Thursday, November 28, 2019

Patriotic and Politically Correct Thanksgiving Myths

The old patriotic Thanksgiving myth says that the Pilgrims suffered through a hard winter, and then a Native American named Squanto acted as translator and let them make contact with his Wampanoag tribe, which taught them to plant corn. After a prosperous year, they had the first Thanksgiving, a feast with the Wampanoags, who became their miliary allies.

The new politically correct myth says that, in the years that followed, the Pilgrims deliberately wiped out the Wampanoags to take their land, just one example of Europeans wiping out Native Americans.

The facts are more complex. The Wampanoags made this military alliance because their population dropped when they caught infectious diseases that the Europeans brought to America, and their weakness led the Narragansett tribe to their west to invade their territory.  They formed a military alliance with the Europeans because they needed their help to defend themselves from being wiped out by another tribe of Native Americans!

All through human history and prehistory, groups of people have expanded their own territory by wiping out or driving away other groups of people. It goes beyond human history: populations of chimpanzees expand their territories by ambushing and killing individuals from other nearby populations, and populations of ants war with any nearby ants that are not genetically related to them.

The evolutionary reason is obvious: if a population of humans or animals increases the size of its territory, it is able to grow larger. Populations that have a genetic predisposition to take over land from weaker neighbors grow faster than those who don't, so this disposition spreads through the gene pool.

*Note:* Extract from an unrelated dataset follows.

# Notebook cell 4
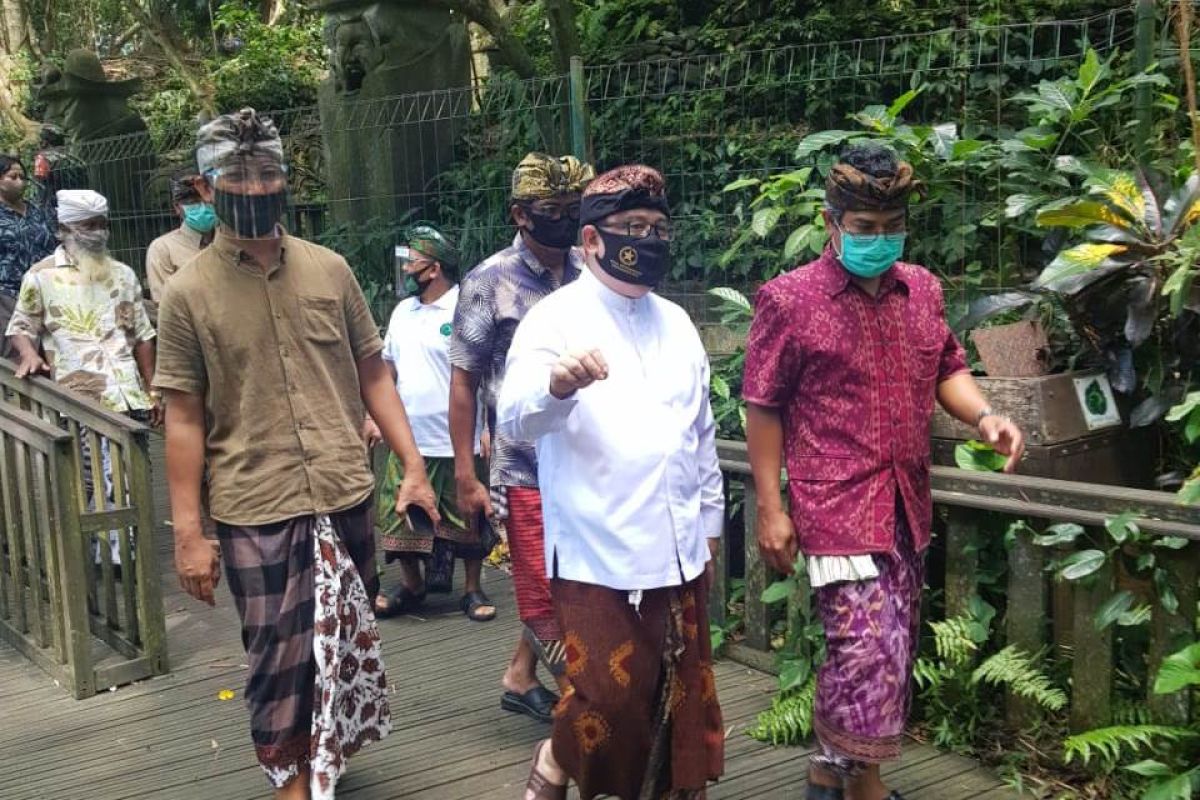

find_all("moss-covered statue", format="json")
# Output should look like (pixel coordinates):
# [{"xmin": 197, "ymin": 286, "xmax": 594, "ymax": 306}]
[{"xmin": 310, "ymin": 0, "xmax": 470, "ymax": 221}]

The politically correct seem to think that this tendency to expand is a trait of Europeans and not of their innocent victims, but it is actually a tendency of humans, chimpanzees, ants, and many, many other species of animals.

Rather than politically correct recriminations about the past, we need to realize that we are all have this same potential, so we can all rise above tribalism and see that our loyalty to humanity as a whole is more important than our loyalty to our own group.